In Law Enforcement Technology magazine's 1991 poll of two thousand policemen across the nation, 76 percent of street officers believed that licenses to carry concealed handguns for protection should be issued to every trained, responsible adult applicant; only 59 percent of managers agreed. Ninety-one percent of street officers opposed banning semi-automatic 'assault rifles,' compared to 66 percent of top management. On the other hand, 94 percent of street officers felt that private citizens should keep handguns in their homes and offices for self-defense, and 93 percent of top management agreed. Over all, 93 percent of the respondents supported defensive ownership of handguns, 85 percent felt gun control had little potential to reduce crime, 79 percent opposed banning 'assault weapons,' and 63 percent supported widespread carrying of concealed handguns by trained civilians. (Don B. Kates, Jr., 1995)
Every year since 1988, the National Association of Chiefs of Police has polled the nation's more than fifteen thousand police agencies, with a response rate of 10 percent or more. The respondents have consistently said that their departments are understaffed and unable to adequately protect individuals; that law-abiding, responsible adults should have the right to own 'any type of firearm' for self-defense; and that banning guns will not reduce crime. In these and other surveys police generally support moderate controls, such as background checks, designed to exclude felons from gun ownership to the extent possible without obstructing defensive ownership by law-abiding citizens. (Don B. Kates, Jr., 1995)
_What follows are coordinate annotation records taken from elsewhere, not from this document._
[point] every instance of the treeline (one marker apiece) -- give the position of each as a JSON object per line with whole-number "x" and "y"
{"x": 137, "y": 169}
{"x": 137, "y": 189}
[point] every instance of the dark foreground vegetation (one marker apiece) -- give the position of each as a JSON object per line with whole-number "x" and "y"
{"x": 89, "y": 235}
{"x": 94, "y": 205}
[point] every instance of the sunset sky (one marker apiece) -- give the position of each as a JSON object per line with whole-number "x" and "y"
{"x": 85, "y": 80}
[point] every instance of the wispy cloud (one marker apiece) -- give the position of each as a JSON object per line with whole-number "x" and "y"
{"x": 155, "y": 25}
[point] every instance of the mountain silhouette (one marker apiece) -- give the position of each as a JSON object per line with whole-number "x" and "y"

Although firearms are used in about 12 percent of violent crimes, it is unlikely that any kind of gun control legislation could remove more than a handful of those firearms from felons' hands - and there is no evidence that the disarmed criminals using them would not then turn to other weapons. Most criminals do not obtain firearms through conventional sources. Thus, as opponents of gun control correctly contend, gun control measures in the United States, if anything, contribute to increased criminal violence because they deny guns to honest citizens but not to criminals. They might accurately be called victim disarmament laws.
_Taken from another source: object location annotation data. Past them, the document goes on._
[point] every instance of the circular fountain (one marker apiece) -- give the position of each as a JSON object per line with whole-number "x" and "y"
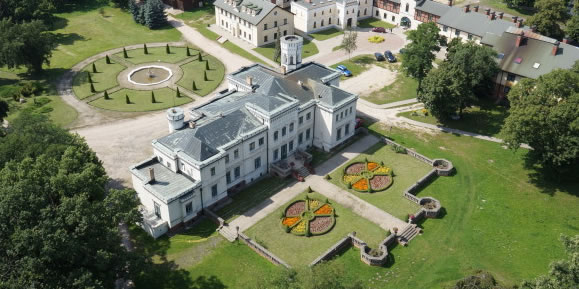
{"x": 149, "y": 75}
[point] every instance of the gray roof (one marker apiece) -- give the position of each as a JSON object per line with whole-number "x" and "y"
{"x": 535, "y": 49}
{"x": 203, "y": 141}
{"x": 261, "y": 7}
{"x": 167, "y": 185}
{"x": 473, "y": 22}
{"x": 432, "y": 7}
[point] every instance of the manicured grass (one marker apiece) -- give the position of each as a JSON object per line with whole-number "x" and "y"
{"x": 485, "y": 118}
{"x": 105, "y": 78}
{"x": 138, "y": 56}
{"x": 326, "y": 34}
{"x": 251, "y": 196}
{"x": 308, "y": 49}
{"x": 373, "y": 22}
{"x": 407, "y": 170}
{"x": 194, "y": 71}
{"x": 357, "y": 65}
{"x": 140, "y": 100}
{"x": 402, "y": 88}
{"x": 301, "y": 250}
Armed citizens pose a risk of punishment to criminals - perhaps more so than does the criminal justice system. Gun ownership may exert as much of a deterrent effect on violent crime and burglary as the criminal justice system does. The battle over gun control is not about controlling inanimate objects; it is about controlling people. To extend gun controls would make the nation better for criminals and worse for people.
Most gun control laws make no distinction between law-abiding citizens and lawbreakers. They imply that anyone possessing a gun is likely to use it to break the law, so they typically attempt to limit possession to those who are able to justify their specific need for a gun to government officials. Controls, especially as administered by ordinary people, give little consideration to any benefits of gun ownership or to the possible need of law-abiding persons to resist criminals. As in the case of efforts to control people's use of illicit drugs, there are good reasons to doubt the government's ability to control the possession of guns, even with intrusive infringements on liberty.